Adding weight to Buchwald's interpretation of the First Amendment is a January 2018
ruling against a local government official in Virginia. The 4th Circuit Court of Appeals in Virginia determined that government officials cannot block their constituents on social media. Phyllis J. Randall, chair of the Loudoun County Board of Supervisors, deleted a critical comment from a constituent on her Facebook page and temporarily blocked the man from accessing it. A judge ruled that she ran afoul of the First Amendment by deleting the comment and by preventing access to her Facebook page based on the man's views.
Randall's Facebook page and Trump's Twitter account amounted to a digital town hall, therefore they were on weak constitutional footing when they supposedly closed the doors on their critics. This sounds like a reasonable interpretation of the First Amendment, but it's fundamentally flawed.

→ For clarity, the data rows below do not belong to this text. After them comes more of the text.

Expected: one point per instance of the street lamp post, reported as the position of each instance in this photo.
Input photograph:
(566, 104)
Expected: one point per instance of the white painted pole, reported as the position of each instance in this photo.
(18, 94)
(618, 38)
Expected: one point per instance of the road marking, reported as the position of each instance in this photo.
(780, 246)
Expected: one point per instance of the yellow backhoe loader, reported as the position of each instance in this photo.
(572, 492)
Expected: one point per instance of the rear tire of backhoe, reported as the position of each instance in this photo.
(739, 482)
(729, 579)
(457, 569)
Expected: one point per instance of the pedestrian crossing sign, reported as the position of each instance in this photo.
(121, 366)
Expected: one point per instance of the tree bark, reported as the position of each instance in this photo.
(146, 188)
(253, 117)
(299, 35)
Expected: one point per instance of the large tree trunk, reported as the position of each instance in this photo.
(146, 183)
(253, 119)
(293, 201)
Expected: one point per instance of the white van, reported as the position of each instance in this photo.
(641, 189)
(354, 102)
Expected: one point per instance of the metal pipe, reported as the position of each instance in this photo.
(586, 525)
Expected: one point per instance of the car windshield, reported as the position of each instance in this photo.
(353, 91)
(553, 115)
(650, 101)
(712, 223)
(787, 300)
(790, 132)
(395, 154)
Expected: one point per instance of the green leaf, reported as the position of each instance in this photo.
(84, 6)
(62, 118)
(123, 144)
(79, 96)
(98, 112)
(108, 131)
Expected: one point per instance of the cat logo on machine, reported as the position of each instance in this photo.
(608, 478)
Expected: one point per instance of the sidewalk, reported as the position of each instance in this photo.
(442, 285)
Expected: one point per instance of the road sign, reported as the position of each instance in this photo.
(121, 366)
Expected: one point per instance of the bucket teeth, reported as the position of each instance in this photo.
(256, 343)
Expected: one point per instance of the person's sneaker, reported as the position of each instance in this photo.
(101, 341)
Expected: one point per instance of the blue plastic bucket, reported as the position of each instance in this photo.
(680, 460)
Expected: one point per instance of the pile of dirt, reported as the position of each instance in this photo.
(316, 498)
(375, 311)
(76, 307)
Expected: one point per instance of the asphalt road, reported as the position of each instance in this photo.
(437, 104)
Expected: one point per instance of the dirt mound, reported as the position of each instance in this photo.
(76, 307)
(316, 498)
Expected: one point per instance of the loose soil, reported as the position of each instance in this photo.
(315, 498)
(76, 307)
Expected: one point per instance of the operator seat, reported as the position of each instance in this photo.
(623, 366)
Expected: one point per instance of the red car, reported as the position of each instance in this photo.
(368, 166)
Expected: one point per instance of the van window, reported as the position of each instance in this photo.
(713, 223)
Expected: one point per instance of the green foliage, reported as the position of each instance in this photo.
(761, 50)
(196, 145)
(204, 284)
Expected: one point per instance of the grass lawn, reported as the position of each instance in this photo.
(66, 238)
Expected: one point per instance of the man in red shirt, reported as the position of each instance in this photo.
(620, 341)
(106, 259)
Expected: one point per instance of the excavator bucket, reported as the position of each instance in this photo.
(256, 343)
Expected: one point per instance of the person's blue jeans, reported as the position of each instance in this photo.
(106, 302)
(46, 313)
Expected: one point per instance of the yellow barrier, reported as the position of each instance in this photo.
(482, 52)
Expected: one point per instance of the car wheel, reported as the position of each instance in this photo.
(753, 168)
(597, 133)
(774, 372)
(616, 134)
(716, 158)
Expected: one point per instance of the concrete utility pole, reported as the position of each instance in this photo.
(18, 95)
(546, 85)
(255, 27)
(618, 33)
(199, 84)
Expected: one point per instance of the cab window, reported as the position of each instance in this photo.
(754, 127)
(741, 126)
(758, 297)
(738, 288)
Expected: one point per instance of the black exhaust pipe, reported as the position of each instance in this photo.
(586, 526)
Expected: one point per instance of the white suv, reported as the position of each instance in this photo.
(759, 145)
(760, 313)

If the court rules in favor of these disgruntled Twitter users then it will set a problematic precedent for how government officials, from the president to a county commissioner, can use social media.
For one, there is a major difference between blocking someone on Twitter and deleting a comment on Facebook. Even if Trump blocks someone on Twitter, they are still able to tweet about the president to their heart's content. And deleting a comment on a Facebook page prevents everyone from seeing it, not just the intended target of the critical message. If the president found some way to delete critics' tweets then there would certainly be a First Amendment issue, but preventing someone from engaging with his account isn't violating their freedom of speech. The plaintiffs in the Knight First Amendment Institute lawsuit are still free to tweet their criticism of the president, but they have no constitutional right to make him engage with them or hear them out.
Randall very well may have erred by preventing her constituent from participating on her Facebook page, but that's not the same thing as Trump blocking his critics. Even with a block Trump critics are still able to tweet and engage on Twitter, just without their tweeting popping up on the president's screen. One may argue that with a block they can't see his tweets, but that isn't true. If the critics who are blocked just sign out of their accounts then they can go to his account to see his tweets without issue, as Trump's Twitter page is not privacy protected.
If the court rules in favor of these disgruntled Twitter users then it will set a problematic precedent for how government officials, from the president to a county commissioner, can use social media. While the First Amendment guarantees the right to speak freely without fear of government censorship, it does not hold that anyone, even the government, must listen. A government official isn't obligated to hold a town hall to listen to the concerns of constituents, even if it's in the best interest of transparency and the public trust. The government should be more open and responsive to the public's concerns. That doesn't mean people should have unfettered access to a government officials' ear, even if it belongs to the president.